I'm guessing we would both agree that, at best, getting an article published in a prestigious, peer-reviewed journal indicates the scholar is more likely to have done "good" scholarship than if the article had been published on a personal blog for example. The peer review process may involve valid and objective measures of scholarship, e.g., verifying the author's data set; but, peer review, per se, is not such a measure. Sometimes an article is published simply because all 3 reviewers agree with the author's premise or methodology. This obviously does not mean all 4 aren't guilty of the same sloppy methods or faulty assumptions.

All I'm saying is the fact that a scholar's work appears or doesn't appear in peer-reviewed journals cannot tell us anything about the quality of the scholarship, itself. It can possibly predict the likely quality of the scholarship, but that's all it can do. Thus, one cannot make a claim that peer-approved scholarship is qualitatively better than other types of scholarship. Prof. Boettke frequently seems to argue otherwise which I find to be argumentum ad verecundiam.
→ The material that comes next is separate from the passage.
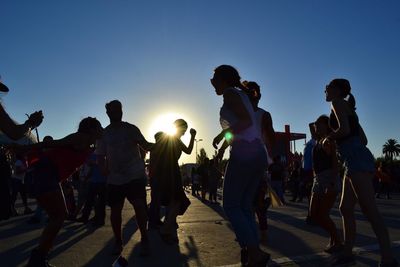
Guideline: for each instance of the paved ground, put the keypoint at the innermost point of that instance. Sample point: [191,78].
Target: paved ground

I admit that your and Prof. Boettke's position is likely more subtle (well, yours at least). However, I also believe it's a slippery slope regardless. For this reason, I find nothing wrong with Prof. Salerno's position of advocating less-conventional career paths for would-be Austrian theorists and Prof. Boettke's criticism of it unfair and unjustified.

"Joe actually has the gall to cite Hans Hoppe's unpublished comment from the MPS meetings on Lavoie where Hoppe actually suggests that Lavoie's paper must have been written when he was on drugs. That is supposed to be an argument of professional quality to counter punkism! "

To set the record straight, Hoppe's paper has been published on his own site:
Now everyone can read the paper and check for oneself, not only the LSD comment but all the actual arguments presented.

"In particular, I believe the paper identifies counterproductive attitudes peculiar to proponents of a heterodox intellectual movement. Such attitudes are always liable to recur and must be vigilantly guarded against because they are likely to impede the movement's further progress, if not threaten its very survival."

Notice that Salerno shows no concern here for the truth -- what is vital is that heretics be stopped from deviating from Rothbardian dogma in order to protect the "movement".

Why even use the term “Austrian” anymore? I mean that as a serious question. I’m not sure there is much left of the school that hasn’t been assimilated into mainstream thinking. By Pete’s own admission the only thing left to distinguish Austrianism is its emphasis on knowledge and entrepreneurship. But is adherence to a specific intellectual tradition necessary to promote those ideas? I mean this with no disrespect for established economists self-identified as Austrians, but I think squabbles such as these just go to show that the Austrian school, as a freestanding paradigm, is effectively dead.

Speaking as an attendee of Mises University and the NYU Colloquium on Market Processes, I know many young scholars, myself included, have found it very difficult to even deviate from the intellectual tradition tied to the term. We become trapped- wary of exploring the ideas of other economists for fear of having our established views challenged while at the same time eager to get away from what we have begun to perceive as an outdated set of beliefs. In an earlier post, Pete said that he would abandon the term if it stopped being useful. I’m left wondering if that time has come.